MBAを持っているわけでもなければハーバードを出ているわけでもないジョブズは、いわゆる万能の天才タイプではなく、自分に足りないものを自覚していたために、ウォズニアックやスカリーの助けを得ることができた

とのこと。

スティーブ・ジョブズのスタンフォード大学の卒業式での名スピーチは有名ですが、ジョブズが遺してくれた言葉には深みや重みがあります。ジョブズほどの業績を遺せなくとも、ジョブズの生き方や考え方からクリエイティブなマインドを学ぶことは大いに意味があるに違いありません。

ジョブズが成功した理由は数多くありますが、その中でも特に私の印象に残ったことを6つあげてみます。

①「素人の発想」ユーザー視点で発想

ジョブズの成功には様々な要因がありますが、ジョブズが「素人の発想」、ユーザー視点で発想し、自分が心から惚れ込める商品を開発しようとした、そのマインドがあったからこそでしょう。また、「問題があったら解決すればいい」という考え方が徹底しているのがジョブズだそうです。問題解決力の土台はこのマインドにあり。

② 巡ってきた運をつかむ能力

未来は予測不能ですが、だからこそ、いつどんな運が巡ってくるかわかりません。だから、運がめぐってきた時のために準備を怠らない努力が必要です。

私の好きなパスツールの言葉‶Chance favours the prepared mind.″にも通じます。「チャンスは心の準備が出来ている者を好む」と訳されるこの名言は、人生のさまざまな局面で感じさせられます。「チャンスの女神には後ろ髪がない」という言葉もあるように、前もって準備しているかどうかで、そのチャンスを受け止められるか、逃すかという、後で振り返ると人生の岐路になっていたんだなと気づくこともありますね。

③ ジョブズの言葉「即戦力になるような人材なんて存在しない。
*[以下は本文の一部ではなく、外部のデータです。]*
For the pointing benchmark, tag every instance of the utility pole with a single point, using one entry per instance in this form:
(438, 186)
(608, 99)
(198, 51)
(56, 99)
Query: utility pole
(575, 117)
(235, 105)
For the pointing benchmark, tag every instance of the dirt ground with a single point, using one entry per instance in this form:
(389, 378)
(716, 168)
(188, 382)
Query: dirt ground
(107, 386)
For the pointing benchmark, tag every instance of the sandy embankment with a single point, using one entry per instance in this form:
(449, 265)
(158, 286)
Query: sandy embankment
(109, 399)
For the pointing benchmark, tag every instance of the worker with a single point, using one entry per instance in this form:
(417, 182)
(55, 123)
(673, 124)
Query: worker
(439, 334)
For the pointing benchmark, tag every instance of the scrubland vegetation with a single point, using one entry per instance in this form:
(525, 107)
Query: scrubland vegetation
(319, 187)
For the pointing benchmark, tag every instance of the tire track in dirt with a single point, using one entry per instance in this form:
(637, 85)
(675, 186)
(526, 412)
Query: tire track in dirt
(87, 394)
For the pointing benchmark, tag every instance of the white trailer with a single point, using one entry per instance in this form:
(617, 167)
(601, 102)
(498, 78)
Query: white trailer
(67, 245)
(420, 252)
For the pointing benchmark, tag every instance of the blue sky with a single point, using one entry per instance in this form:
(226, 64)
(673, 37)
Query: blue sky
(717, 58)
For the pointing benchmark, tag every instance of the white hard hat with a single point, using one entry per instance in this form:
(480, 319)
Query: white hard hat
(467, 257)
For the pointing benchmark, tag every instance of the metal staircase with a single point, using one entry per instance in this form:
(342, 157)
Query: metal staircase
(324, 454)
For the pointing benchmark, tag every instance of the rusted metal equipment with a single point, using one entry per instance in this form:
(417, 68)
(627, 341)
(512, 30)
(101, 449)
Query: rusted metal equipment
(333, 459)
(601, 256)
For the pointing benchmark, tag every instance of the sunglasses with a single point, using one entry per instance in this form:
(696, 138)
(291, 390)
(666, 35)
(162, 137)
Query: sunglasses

だから育てるんだ」

シリコンバレーの人材獲得競争は熾烈で、企業は即戦力のある人材を獲得しようと躍起になっていますが、ジョブズは優秀な人材を獲得しようとする一方で、「即戦力になるような人材なんて存在しない。だから育てるんだ」と話していたそうです。

ハリウッドは人材よりアイデアがすべての世界だ。人などその都度集めればいい。だが、ジョブズは人材こそが重要だと考え、監督からコックまですべてを正社員とした。そして、異業種の正社員同士が学び合う中で人材が育つようにした。
たとえばジョン・ラセターは天才だが、かつてはディズニーを解雇される経験をしている。そのラセターを赤字経営の中でずっと雇い続け、チャンスを与えた。そこから、『トイ・ストーリー』をはじめとする世界的大ヒットが生まれたのだ。

とあります。

人件費をコストと捉えるのではなく、人材への投資という考え方が世の中に浸透してゆき、必要とする人材の待遇を良くすることで、適材適所、最適な人材を確保するという好循環が生まれるといいですね。

④ 模倣をしても世界はよくならない。

大事なのは価値観だ。金儲けに価値を置くと伸びない。「役立ちたい」「笑顔を見たい」「美しくしたい」といった価値観を持ち、追い求める人が伸びていく。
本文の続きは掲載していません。